The ability of the cells in your body to repair this DNA damage weakens however, as you age, which leads in turn to degeneration, Tsai says.
“When we are young, our brains create DNA breaks as we learn new things, but our cells are absolutely on top of this and can quickly repair the damage to maintain the functionality of the system. But during aging, and particularly with some genetic conditions, the efficiency of the DNA repair system is compromised, leading to the accumulation of damage, and in our view this could be very detrimental.”
Double Strand Breaks
The researchers found in earlier studies, looking into Alzheimer’s disease in mice, that even in the pre-symptomatic phase of the disorder, neurons in the hippocampal region of the brain contain a large number of DNA lesions, known as double strand breaks.
To more deeply investigate the potential consequences of such damage, the researchers studied what would happen if they created such damage in neurons. They applied a toxic agent to the neurons known to induce double strand breaks, and then harvested the RNA from the cells for sequencing.

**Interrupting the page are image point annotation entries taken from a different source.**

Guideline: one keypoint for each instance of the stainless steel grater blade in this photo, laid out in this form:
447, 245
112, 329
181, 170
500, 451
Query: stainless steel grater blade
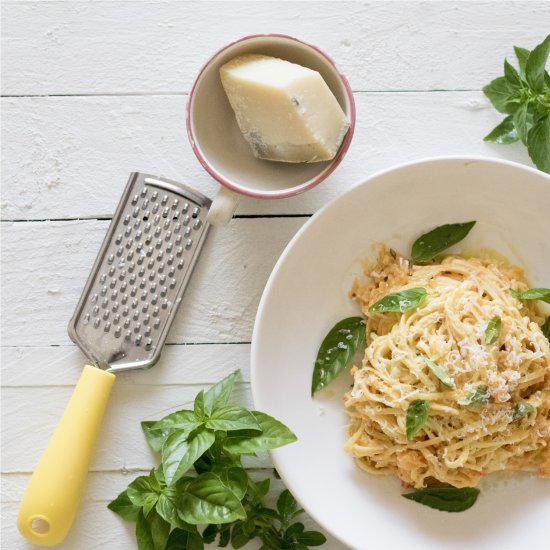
140, 274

As described in their paper in Cell, they found that while the vast majority had reduced expression levels, as expected, there was something surprising. Out of the 700 genes that showed changes as a result of the damage, 2 genes showed increased expression levels following the double strand breaks.

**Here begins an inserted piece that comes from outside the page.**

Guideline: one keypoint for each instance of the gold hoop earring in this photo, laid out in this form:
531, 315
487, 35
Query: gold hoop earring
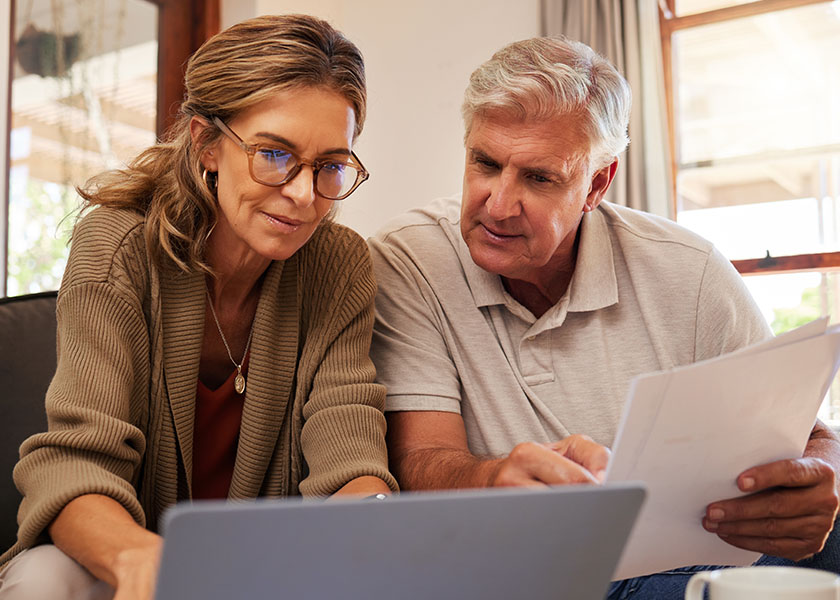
213, 184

Importantly, these genes were known to be those which respond rapidly to neuronal stimulation, for example, a new sensory experience.
To find out if such breaks happen naturally during neuronal stimulation, the researchers next applied to the neurons a substance that causes synapses to strengthen in a similar way to exposure to a new experience.
“Sure enough, we found that the treatment very rapidly increased the expression of those early response genes, but it also caused DNA double strand breaks,” Tsai says.
How are these breaks linked with the apparent boost in early-response gene expression?
Following a computer analysis of the DNA sequences neighboring these genes, an enzyme known as topoisomerase IIβ was found to be responsible for the DNA breaks in response to stimulation.
They also studied the DNA sequences near these genes and discovered that they were enriched with a motif, or sequence pattern, for binding to a protein called CTCF. This “architectural” protein is known to create loops or bends in DNA.
In the early-response genes, the bends created by this protein act as a barrier that prevents different elements of DNA from interacting with each other — a crucial step in the genes’ expression.
The double strand breaks created by the cells allow them to collapse this barrier, and enable the early response genes to be expressed, Tsai says.
The findings have implications for our understanding of gene regulation. In addition, previous research has shown that aging is associated with a decline in the expression of genes involved in the processes of learning and memory formation.
Bruce Yankner, a professor of genetics and neurology at Harvard Medical School who was not involved in the research, said:
“The work elegantly links DNA strand break formation by the enzyme topoisomerase IIβ to the temporal control of transcription, providing the most compelling evidence to date that this is a core transcriptional control mechanism. I anticipate that this advance will have broad implications ranging from the basic biology of transcription to pathological mechanisms involved in diseases such as Alzheimer’s disease.”